QUE FAIT LA POLICE ?

A peine le film a-t-il commencé que l’héroïne éponyme perd son mari. Policier, ce dernier été abattu lors d’une émeute anti-forces de l’ordre. Au lieu de la traiter avec le respect dû à son veuvage, la belle-famille de Santosh peste contre elle comme s’il s’agissait d’une machine tombée en panne beaucoup plus tôt que prévu, un objet encombrant qu’on ne désigne qu’à la troisième personne, même sous son nez. Comme si une veuve n’avait pas d’autre option possible que de devenir un poids pour les autres jusqu’à la fin de ses jours. Un surprenant héritage attend pourtant Santosh. Selon une loi en apparence un peu rocambolesque mais qui existe bel et bien en Inde, une veuve peut, si elle le désire (et en passant tout de même un concours, bien sûr), hériter du poste de fonction publique de son défunt mari. Santosh n’a pas vraiment le choix si elle veut vivre en indépendance : la voilà apprentie policière.

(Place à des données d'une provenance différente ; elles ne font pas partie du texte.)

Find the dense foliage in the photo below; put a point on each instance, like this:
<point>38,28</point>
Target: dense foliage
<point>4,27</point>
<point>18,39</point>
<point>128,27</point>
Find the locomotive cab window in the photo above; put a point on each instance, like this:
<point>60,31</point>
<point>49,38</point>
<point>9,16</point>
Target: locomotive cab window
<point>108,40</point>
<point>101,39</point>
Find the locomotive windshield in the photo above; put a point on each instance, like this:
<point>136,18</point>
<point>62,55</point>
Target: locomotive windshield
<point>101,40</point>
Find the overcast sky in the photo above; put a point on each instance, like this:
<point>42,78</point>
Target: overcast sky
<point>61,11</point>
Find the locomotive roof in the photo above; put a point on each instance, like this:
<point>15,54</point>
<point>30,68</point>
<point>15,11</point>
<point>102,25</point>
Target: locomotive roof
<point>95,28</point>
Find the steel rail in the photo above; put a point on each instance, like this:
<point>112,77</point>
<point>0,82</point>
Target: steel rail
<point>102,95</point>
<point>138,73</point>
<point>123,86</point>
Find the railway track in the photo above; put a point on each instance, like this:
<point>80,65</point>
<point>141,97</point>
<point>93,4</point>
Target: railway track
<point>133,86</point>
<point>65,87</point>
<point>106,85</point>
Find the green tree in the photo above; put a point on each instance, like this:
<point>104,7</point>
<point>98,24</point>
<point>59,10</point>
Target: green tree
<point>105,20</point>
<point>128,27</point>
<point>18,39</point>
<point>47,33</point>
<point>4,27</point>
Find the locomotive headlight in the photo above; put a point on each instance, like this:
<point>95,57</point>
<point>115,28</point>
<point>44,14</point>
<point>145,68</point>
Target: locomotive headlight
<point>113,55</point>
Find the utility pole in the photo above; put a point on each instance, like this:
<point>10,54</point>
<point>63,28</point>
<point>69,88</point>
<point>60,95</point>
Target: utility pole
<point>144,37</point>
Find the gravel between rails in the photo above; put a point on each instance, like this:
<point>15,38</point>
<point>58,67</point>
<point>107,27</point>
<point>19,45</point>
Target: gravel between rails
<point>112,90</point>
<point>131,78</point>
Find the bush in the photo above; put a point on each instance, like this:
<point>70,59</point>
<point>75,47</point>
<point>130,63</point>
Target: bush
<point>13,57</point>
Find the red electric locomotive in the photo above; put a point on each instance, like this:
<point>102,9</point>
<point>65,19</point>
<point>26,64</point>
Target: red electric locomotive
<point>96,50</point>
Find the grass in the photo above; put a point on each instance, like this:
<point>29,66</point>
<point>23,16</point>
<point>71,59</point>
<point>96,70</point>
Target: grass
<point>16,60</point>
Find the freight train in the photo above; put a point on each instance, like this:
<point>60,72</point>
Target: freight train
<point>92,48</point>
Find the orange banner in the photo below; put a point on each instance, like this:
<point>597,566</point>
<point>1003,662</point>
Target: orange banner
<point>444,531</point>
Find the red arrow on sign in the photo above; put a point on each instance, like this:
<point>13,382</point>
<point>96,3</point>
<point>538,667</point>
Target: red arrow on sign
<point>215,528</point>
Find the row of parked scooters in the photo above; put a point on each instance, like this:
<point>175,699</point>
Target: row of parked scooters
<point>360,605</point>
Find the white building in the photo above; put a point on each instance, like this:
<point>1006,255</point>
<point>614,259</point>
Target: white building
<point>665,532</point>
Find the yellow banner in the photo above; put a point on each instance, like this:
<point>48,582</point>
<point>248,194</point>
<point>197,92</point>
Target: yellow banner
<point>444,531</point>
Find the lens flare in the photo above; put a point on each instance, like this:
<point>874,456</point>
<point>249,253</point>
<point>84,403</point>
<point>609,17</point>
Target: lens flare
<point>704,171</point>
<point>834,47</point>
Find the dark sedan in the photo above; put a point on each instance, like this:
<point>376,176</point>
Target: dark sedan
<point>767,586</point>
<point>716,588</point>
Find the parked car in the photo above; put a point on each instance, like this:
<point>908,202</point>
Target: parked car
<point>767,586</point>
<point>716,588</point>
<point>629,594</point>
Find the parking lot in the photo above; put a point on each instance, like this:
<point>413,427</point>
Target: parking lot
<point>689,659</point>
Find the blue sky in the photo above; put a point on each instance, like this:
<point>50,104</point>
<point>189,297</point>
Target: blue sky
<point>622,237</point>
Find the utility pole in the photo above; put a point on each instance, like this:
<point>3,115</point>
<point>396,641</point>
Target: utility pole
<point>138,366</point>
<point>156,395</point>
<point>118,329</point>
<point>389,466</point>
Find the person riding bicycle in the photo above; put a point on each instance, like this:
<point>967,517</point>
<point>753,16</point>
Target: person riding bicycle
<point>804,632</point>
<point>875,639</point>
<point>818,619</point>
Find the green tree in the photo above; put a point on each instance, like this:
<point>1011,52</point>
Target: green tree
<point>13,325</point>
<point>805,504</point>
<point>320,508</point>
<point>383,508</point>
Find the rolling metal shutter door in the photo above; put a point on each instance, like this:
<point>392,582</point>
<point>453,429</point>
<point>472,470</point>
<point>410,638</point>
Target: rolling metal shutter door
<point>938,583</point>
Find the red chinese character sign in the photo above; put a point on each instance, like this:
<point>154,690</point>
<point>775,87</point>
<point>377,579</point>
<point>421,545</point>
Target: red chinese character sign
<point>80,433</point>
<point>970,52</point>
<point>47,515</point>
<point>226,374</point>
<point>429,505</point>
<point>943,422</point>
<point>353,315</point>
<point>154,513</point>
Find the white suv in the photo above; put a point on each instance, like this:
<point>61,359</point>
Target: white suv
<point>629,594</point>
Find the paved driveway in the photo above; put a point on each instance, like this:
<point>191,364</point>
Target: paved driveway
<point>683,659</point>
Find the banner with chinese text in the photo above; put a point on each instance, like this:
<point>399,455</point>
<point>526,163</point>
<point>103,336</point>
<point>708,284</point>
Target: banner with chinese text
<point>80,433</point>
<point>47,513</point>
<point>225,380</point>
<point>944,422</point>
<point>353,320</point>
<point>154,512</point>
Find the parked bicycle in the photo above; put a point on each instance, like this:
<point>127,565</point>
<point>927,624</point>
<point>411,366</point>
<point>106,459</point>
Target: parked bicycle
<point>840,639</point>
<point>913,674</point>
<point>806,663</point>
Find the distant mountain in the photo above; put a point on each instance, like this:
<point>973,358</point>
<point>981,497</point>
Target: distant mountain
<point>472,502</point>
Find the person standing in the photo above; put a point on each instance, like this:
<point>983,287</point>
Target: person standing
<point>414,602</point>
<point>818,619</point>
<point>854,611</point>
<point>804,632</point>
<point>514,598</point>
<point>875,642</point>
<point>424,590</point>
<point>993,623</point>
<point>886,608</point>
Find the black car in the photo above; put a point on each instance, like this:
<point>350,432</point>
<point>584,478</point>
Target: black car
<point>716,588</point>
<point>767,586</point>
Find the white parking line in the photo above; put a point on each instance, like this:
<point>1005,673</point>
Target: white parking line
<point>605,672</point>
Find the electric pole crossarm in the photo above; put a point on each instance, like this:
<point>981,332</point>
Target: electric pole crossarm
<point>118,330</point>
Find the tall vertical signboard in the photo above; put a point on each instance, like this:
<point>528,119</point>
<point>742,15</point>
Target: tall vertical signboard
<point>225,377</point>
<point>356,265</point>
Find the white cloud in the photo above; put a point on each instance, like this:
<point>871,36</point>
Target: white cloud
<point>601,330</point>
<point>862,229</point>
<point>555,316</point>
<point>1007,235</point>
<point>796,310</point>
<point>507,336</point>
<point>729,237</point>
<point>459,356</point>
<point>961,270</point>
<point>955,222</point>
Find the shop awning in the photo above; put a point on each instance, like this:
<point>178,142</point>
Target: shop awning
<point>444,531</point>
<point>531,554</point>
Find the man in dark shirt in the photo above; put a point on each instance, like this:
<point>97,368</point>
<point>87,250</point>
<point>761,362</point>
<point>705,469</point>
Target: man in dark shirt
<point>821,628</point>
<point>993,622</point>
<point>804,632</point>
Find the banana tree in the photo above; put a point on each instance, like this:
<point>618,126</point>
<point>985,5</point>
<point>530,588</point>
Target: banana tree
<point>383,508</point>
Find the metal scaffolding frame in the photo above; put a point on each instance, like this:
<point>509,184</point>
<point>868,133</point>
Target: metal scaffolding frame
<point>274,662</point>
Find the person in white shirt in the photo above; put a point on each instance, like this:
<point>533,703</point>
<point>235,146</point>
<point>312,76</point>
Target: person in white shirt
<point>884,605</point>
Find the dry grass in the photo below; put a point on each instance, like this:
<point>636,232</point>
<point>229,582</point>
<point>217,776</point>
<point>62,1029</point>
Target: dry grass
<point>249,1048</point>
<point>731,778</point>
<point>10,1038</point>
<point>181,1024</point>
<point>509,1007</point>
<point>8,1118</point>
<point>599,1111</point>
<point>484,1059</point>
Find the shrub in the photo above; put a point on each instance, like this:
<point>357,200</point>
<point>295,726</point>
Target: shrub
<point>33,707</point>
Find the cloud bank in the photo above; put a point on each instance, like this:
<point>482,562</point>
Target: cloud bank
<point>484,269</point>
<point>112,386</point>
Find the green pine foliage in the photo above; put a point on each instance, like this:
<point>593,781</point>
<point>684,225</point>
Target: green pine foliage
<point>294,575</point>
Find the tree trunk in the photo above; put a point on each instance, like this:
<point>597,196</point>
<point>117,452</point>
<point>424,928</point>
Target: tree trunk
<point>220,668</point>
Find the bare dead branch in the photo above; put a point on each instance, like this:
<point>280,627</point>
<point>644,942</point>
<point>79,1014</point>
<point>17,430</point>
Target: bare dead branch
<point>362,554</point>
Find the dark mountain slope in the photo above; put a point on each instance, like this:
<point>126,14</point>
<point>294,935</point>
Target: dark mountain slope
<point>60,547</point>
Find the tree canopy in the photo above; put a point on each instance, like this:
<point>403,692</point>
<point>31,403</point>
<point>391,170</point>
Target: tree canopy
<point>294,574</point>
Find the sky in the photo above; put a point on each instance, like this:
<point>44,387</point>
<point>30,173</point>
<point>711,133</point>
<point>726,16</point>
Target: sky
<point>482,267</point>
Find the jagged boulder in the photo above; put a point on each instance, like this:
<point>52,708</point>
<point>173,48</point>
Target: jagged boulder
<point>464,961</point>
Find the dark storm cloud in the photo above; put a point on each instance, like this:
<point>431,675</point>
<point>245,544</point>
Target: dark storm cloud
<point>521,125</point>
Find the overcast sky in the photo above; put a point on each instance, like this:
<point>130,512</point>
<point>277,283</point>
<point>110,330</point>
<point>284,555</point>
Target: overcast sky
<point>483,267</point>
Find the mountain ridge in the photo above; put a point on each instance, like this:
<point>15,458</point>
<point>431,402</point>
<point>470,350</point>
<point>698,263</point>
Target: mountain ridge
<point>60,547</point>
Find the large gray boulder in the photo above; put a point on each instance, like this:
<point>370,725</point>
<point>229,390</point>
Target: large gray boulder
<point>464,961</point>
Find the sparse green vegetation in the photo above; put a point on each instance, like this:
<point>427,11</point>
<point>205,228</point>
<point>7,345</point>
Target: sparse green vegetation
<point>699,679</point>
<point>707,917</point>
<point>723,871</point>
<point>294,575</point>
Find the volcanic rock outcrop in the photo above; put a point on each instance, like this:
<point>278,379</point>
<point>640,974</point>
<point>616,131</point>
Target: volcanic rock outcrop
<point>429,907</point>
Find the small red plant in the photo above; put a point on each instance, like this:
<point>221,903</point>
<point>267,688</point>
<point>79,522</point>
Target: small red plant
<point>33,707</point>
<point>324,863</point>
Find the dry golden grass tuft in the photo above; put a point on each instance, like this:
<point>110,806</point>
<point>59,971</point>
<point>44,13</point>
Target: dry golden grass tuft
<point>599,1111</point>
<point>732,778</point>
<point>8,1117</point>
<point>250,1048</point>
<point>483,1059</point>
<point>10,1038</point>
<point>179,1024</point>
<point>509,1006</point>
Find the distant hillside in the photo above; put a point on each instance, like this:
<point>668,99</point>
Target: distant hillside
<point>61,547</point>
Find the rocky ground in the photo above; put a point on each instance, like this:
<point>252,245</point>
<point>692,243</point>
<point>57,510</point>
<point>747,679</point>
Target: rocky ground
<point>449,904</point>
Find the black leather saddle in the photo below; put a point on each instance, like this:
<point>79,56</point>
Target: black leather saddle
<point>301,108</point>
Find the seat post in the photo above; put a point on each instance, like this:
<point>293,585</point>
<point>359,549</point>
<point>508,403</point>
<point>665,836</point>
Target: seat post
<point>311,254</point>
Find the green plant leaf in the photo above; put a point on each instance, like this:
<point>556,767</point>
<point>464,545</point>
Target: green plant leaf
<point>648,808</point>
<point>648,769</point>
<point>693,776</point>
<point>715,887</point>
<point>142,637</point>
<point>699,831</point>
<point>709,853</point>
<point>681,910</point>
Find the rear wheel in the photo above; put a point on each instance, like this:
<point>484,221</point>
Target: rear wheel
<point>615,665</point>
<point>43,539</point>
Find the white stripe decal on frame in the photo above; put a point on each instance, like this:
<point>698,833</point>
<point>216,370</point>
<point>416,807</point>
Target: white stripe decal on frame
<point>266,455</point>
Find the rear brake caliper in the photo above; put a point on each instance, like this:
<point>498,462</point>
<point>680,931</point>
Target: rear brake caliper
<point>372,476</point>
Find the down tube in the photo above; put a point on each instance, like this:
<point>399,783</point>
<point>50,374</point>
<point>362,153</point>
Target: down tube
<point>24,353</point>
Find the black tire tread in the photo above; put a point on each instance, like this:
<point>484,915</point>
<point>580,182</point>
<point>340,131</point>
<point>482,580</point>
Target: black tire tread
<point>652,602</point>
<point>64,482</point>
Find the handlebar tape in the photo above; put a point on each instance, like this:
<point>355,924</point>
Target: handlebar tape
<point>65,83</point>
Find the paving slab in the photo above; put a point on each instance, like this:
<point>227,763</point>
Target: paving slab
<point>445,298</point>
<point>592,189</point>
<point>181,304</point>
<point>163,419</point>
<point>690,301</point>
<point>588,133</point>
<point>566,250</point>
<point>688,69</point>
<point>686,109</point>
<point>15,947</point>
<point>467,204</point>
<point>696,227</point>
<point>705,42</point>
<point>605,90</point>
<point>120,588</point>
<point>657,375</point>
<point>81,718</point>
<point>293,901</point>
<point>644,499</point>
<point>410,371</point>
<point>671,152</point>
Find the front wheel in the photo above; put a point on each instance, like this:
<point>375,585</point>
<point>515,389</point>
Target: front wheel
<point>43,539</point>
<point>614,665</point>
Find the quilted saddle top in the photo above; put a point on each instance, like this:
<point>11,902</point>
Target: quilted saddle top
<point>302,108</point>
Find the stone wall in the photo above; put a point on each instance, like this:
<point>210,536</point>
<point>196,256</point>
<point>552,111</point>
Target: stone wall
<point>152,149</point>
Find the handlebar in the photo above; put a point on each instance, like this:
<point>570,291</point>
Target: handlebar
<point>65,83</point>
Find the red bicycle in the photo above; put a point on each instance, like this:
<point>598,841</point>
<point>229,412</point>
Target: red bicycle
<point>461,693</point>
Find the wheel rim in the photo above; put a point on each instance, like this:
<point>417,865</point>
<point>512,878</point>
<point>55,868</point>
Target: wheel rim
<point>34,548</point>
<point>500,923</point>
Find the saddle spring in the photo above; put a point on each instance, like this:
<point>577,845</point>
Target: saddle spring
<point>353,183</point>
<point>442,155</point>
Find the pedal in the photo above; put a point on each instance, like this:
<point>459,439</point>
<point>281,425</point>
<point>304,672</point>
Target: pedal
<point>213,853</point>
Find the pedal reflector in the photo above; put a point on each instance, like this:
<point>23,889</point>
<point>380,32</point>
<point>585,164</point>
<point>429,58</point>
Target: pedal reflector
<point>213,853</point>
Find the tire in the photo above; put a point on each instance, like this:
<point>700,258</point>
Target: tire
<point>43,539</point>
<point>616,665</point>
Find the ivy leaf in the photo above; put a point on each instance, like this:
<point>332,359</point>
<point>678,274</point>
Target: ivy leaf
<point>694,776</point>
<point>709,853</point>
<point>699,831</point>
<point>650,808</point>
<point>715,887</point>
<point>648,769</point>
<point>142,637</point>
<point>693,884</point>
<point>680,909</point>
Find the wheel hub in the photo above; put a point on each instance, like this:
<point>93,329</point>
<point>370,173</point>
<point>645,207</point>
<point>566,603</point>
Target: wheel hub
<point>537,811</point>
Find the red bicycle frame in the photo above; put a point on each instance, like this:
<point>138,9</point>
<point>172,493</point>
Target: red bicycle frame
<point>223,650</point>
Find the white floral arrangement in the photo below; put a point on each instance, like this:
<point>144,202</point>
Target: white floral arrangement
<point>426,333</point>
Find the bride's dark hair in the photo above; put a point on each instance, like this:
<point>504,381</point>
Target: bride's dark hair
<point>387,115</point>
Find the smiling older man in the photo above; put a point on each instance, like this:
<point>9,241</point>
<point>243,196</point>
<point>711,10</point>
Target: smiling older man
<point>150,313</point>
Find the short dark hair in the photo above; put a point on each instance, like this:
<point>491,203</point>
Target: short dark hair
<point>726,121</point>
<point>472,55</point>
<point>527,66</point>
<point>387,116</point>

Santosh va-t-elle vivre une émancipation féminine galvanisante à travers le métier de gardienne de la paix ? Non, le film a plus de finesse que cela. Non seulement l’héroïne va être directement confrontée à la récurrence et la quasi-impunité des violences faites aux femmes et des violences entre castes, mais elle va également devoir composer avec la corruption de sa hiérarchie. La réalisatrice anglo-indienne Sandhya Suri vient du documentaire, et explique ne pas avoir spécialement prévu de sauter le pas vers la fiction. Ce qui l’a décidée ? La stricte impossibilité de faire un documentaire sur la police indienne, selon ses termes.

Cette volonté de témoigner avant même de raconter explique peut être quelques limites un peu convenues de cette mise en scène sage et de cette structure scénaristique. Ainsi, Santosh est un peu coincée dans la fonction ingrate du « personnage neutre qui observe ». Heureusement elle a face à elle un second rôle en or : sa supérieure hiérarchique, quelque part entre mama bienveillante et tortionnaire folle. Ainsi se noue peu à peu une double identification : Santosh se reconnaît dans la jeune victime d’un viol collectif, tandis que sa supérieure se reconnaît en elle. Ce drame accessible manque parfois un peu de personnalité dans sa mise en image, mais ce scénario intelligent qui met en scène des personnages féminins nuancés a le mérite de poser sans naïveté des bonnes questions sur l’ambiguïté de l’usage de la violence et de la force.